Trunk parent port (tpt port) vlan_mode is wrong in ovs

Bug #2048785 reported by Bence Romsics
260
This bug affects 2 people
Affects Status Importance Assigned to Milestone
OpenStack Security Advisory
Won't Fix
Undecided
Unassigned
OpenStack Security Notes
Incomplete
Undecided
Unassigned
neutron
Fix Released
High
Bence Romsics

Bug Description

... therefore a forwarding loop, packet duplication, packet loss and double tagging is possible.

Today a trunk bridge with one parent and one subport looks like this:

# ovs-vsctl show
...
    Bridge tbr-b2781877-3
        datapath_type: system
        Port spt-28c9689e-9e
            tag: 101
            Interface spt-28c9689e-9e
                type: patch
                options: {peer=spi-28c9689e-9e}
        Port tap3709f1a1-a5
            Interface tap3709f1a1-a5
        Port tpt-3709f1a1-a5
            Interface tpt-3709f1a1-a5
                type: patch
                options: {peer=tpi-3709f1a1-a5}
        Port tbr-b2781877-3
            Interface tbr-b2781877-3
                type: internal
...

# ovs-vsctl find Port name=tpt-3709f1a1-a5 | egrep 'tag|vlan_mode|trunks'
tag : []
trunks : []
vlan_mode : []

# ovs-vsctl find Port name=spt-28c9689e-9e | egrep 'tag|vlan_mode|trunks'
tag : 101
trunks : []
vlan_mode : []

I believe the vlan_mode of the tpt port is wrong (at least when the port is not "vlan_transparent") and it should have the value "access".
Even when the port is "vlan_transparent", forwarding loops between br-int and a trunk bridge should be prevented.

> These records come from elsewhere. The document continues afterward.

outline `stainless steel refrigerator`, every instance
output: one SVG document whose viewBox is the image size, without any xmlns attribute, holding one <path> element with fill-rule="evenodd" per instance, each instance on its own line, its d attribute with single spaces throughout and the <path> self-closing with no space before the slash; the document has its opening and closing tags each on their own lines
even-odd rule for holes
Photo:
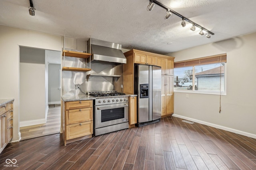
<svg viewBox="0 0 256 170">
<path fill-rule="evenodd" d="M 137 126 L 161 118 L 161 67 L 138 64 L 134 67 L 134 93 L 137 94 Z"/>
</svg>

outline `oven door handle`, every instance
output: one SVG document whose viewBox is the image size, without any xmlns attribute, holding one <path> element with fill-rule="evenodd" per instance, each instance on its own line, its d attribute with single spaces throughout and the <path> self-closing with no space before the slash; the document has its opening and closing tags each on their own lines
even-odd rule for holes
<svg viewBox="0 0 256 170">
<path fill-rule="evenodd" d="M 120 108 L 122 107 L 127 107 L 128 106 L 128 104 L 125 104 L 122 106 L 113 106 L 113 107 L 97 107 L 97 109 L 98 110 L 101 110 L 103 109 L 114 109 L 115 108 Z"/>
</svg>

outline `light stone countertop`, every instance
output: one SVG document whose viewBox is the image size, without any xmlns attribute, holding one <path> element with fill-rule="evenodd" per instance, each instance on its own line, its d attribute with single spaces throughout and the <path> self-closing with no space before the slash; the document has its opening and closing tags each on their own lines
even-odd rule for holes
<svg viewBox="0 0 256 170">
<path fill-rule="evenodd" d="M 131 97 L 136 97 L 136 96 L 138 96 L 138 95 L 137 94 L 125 94 L 126 95 L 129 95 Z"/>
<path fill-rule="evenodd" d="M 96 99 L 96 98 L 94 97 L 85 94 L 84 95 L 72 96 L 61 96 L 61 98 L 64 102 L 80 101 Z"/>
<path fill-rule="evenodd" d="M 0 106 L 6 104 L 14 100 L 14 99 L 0 99 Z"/>
</svg>

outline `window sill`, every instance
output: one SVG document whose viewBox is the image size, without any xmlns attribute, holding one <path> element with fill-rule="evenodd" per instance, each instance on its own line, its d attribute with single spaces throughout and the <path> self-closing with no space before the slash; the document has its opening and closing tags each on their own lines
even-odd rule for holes
<svg viewBox="0 0 256 170">
<path fill-rule="evenodd" d="M 213 95 L 220 95 L 220 92 L 211 92 L 209 91 L 193 91 L 192 90 L 179 90 L 174 89 L 174 92 L 186 93 L 194 93 L 196 94 L 211 94 Z M 226 93 L 225 92 L 221 92 L 222 96 L 226 96 Z"/>
</svg>

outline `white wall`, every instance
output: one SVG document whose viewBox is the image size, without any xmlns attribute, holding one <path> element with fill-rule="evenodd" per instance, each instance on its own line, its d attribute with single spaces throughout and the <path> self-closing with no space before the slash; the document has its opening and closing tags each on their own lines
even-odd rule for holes
<svg viewBox="0 0 256 170">
<path fill-rule="evenodd" d="M 14 99 L 12 141 L 20 137 L 19 46 L 61 51 L 63 45 L 60 36 L 0 25 L 0 98 Z"/>
<path fill-rule="evenodd" d="M 174 92 L 174 116 L 256 138 L 256 33 L 169 54 L 174 62 L 227 53 L 227 95 Z M 245 84 L 250 80 L 250 83 Z M 244 80 L 244 81 L 243 81 Z"/>
<path fill-rule="evenodd" d="M 44 64 L 21 63 L 20 66 L 20 127 L 45 123 Z"/>
</svg>

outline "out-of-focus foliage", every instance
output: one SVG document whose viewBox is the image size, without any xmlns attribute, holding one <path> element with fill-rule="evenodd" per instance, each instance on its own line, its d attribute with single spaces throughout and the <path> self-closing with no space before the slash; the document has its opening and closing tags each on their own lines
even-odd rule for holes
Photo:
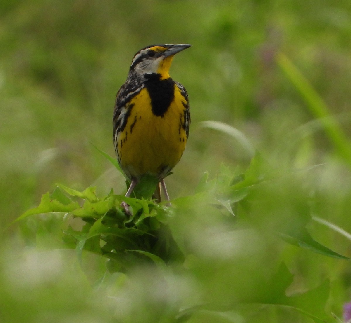
<svg viewBox="0 0 351 323">
<path fill-rule="evenodd" d="M 350 7 L 348 0 L 0 2 L 2 227 L 48 191 L 49 206 L 84 208 L 56 183 L 91 198 L 85 189 L 96 186 L 98 201 L 112 188 L 123 193 L 123 177 L 91 144 L 113 155 L 114 96 L 137 50 L 193 45 L 171 71 L 189 93 L 192 122 L 166 180 L 167 225 L 184 263 L 146 262 L 127 272 L 109 263 L 107 272 L 87 240 L 79 263 L 65 248 L 79 241 L 67 233 L 84 232 L 80 217 L 28 215 L 1 235 L 0 321 L 341 318 L 351 298 L 349 262 L 339 257 L 351 256 L 351 173 L 340 153 L 351 135 Z M 263 178 L 257 157 L 250 164 L 256 149 Z M 213 194 L 204 200 L 204 192 Z M 339 257 L 327 256 L 333 252 Z"/>
</svg>

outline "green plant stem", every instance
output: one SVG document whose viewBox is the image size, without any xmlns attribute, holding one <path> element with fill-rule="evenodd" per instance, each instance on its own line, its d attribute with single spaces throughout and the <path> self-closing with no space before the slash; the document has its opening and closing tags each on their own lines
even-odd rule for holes
<svg viewBox="0 0 351 323">
<path fill-rule="evenodd" d="M 286 55 L 279 53 L 276 59 L 282 70 L 305 100 L 311 112 L 319 119 L 337 153 L 351 167 L 351 143 L 325 102 Z"/>
</svg>

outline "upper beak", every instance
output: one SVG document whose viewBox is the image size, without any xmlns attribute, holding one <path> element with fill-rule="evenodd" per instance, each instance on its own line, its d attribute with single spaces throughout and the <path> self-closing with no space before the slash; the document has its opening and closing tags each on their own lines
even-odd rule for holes
<svg viewBox="0 0 351 323">
<path fill-rule="evenodd" d="M 183 49 L 186 49 L 190 47 L 191 45 L 189 44 L 179 44 L 177 45 L 167 45 L 168 47 L 162 54 L 165 58 L 168 57 L 168 56 L 171 56 L 174 54 L 176 54 L 177 53 L 181 51 Z"/>
</svg>

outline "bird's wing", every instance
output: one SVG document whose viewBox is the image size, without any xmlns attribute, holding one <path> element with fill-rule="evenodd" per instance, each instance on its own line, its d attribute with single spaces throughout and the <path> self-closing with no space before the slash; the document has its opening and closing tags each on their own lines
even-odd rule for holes
<svg viewBox="0 0 351 323">
<path fill-rule="evenodd" d="M 180 91 L 180 94 L 185 99 L 186 103 L 183 104 L 184 105 L 184 123 L 183 127 L 185 129 L 186 134 L 186 138 L 187 138 L 189 136 L 189 125 L 190 124 L 190 112 L 189 107 L 189 97 L 188 96 L 188 92 L 186 91 L 185 88 L 180 83 L 176 82 L 176 85 Z"/>
</svg>

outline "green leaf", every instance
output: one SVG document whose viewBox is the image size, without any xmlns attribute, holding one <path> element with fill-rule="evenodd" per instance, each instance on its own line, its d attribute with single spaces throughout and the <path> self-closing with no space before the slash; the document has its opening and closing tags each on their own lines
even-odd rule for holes
<svg viewBox="0 0 351 323">
<path fill-rule="evenodd" d="M 62 184 L 57 184 L 56 185 L 72 196 L 77 196 L 84 199 L 86 199 L 90 202 L 94 202 L 98 201 L 98 198 L 95 194 L 96 186 L 90 186 L 86 188 L 83 192 L 79 192 L 70 188 Z"/>
<path fill-rule="evenodd" d="M 72 214 L 80 218 L 100 218 L 114 206 L 117 196 L 112 195 L 104 200 L 92 202 L 86 200 L 83 207 L 73 211 Z"/>
<path fill-rule="evenodd" d="M 243 175 L 237 177 L 232 181 L 235 190 L 247 187 L 272 178 L 275 172 L 261 154 L 256 151 L 249 168 Z M 242 179 L 242 180 L 240 180 Z"/>
<path fill-rule="evenodd" d="M 56 200 L 58 202 L 65 205 L 68 205 L 72 201 L 72 200 L 68 198 L 64 194 L 58 187 L 56 187 L 54 191 L 51 193 L 50 195 L 50 198 L 53 200 Z"/>
<path fill-rule="evenodd" d="M 325 322 L 326 315 L 325 307 L 329 296 L 329 281 L 307 291 L 287 296 L 287 288 L 292 282 L 293 275 L 285 264 L 280 264 L 277 272 L 271 279 L 263 295 L 263 303 L 287 306 L 302 313 L 315 322 Z M 269 296 L 268 298 L 266 298 Z"/>
<path fill-rule="evenodd" d="M 48 192 L 41 197 L 40 204 L 37 207 L 31 209 L 26 211 L 11 224 L 23 220 L 29 215 L 42 213 L 49 213 L 51 212 L 68 213 L 80 208 L 79 205 L 77 202 L 72 202 L 69 204 L 63 204 L 57 200 L 52 199 L 50 193 Z"/>
<path fill-rule="evenodd" d="M 147 251 L 145 251 L 143 250 L 126 250 L 126 252 L 136 252 L 138 253 L 139 253 L 140 254 L 144 255 L 144 256 L 146 256 L 148 258 L 150 258 L 155 263 L 155 264 L 157 265 L 159 267 L 164 269 L 165 269 L 166 268 L 166 264 L 165 263 L 165 262 L 163 261 L 159 257 L 156 256 L 156 255 L 154 255 L 153 254 L 151 253 L 150 252 L 148 252 Z"/>
<path fill-rule="evenodd" d="M 92 145 L 93 147 L 97 150 L 101 155 L 102 155 L 104 157 L 105 157 L 109 162 L 110 162 L 115 167 L 116 169 L 119 172 L 124 176 L 125 177 L 125 175 L 124 173 L 123 172 L 123 171 L 122 170 L 122 169 L 121 168 L 120 166 L 119 166 L 119 164 L 118 164 L 118 162 L 117 160 L 117 159 L 113 157 L 112 157 L 110 156 L 107 152 L 105 152 L 104 151 L 102 151 L 102 150 L 100 150 L 99 148 L 97 147 L 94 146 L 92 144 L 91 144 Z"/>
<path fill-rule="evenodd" d="M 327 318 L 325 307 L 329 298 L 330 287 L 329 280 L 306 293 L 287 297 L 286 305 L 309 316 L 315 322 L 325 323 Z"/>
<path fill-rule="evenodd" d="M 309 249 L 314 252 L 333 258 L 350 259 L 333 251 L 314 240 L 306 228 L 301 228 L 298 232 L 278 232 L 278 234 L 284 241 L 294 246 Z"/>
<path fill-rule="evenodd" d="M 319 119 L 339 154 L 351 166 L 351 144 L 323 99 L 286 55 L 277 54 L 277 62 L 305 99 L 310 111 Z"/>
<path fill-rule="evenodd" d="M 219 121 L 202 121 L 198 124 L 201 127 L 219 130 L 229 135 L 240 144 L 248 156 L 251 157 L 253 155 L 254 149 L 250 140 L 243 132 L 236 128 Z"/>
<path fill-rule="evenodd" d="M 144 175 L 133 190 L 136 198 L 148 199 L 153 195 L 159 180 L 155 176 L 148 174 Z"/>
</svg>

According to: http://www.openvswitch.org/support/dist-docs/ovs-vswitchd.conf.db.5.txt

"""
       vlan_mode: optional string, one of access, dot1q-tunnel, native-tagged,
       native-untagged, or trunk
              The VLAN mode of the port, as described above. When this column
              is empty, a default mode is selected as follows:

              • If tag contains a value, the port is an access port. The
                     trunks column should be empty.

              • Otherwise, the port is a trunk port. The trunks column
                     value is honored if it is present.
"""

"""
       trunks: set of up to 4,096 integers, in range 0 to 4,095
              For a trunk, native-tagged, or native-untagged port, the 802.1Q
              VLAN or VLANs that this port trunks; if it is empty, then the
              port trunks all VLANs. Must be empty if this is an access port.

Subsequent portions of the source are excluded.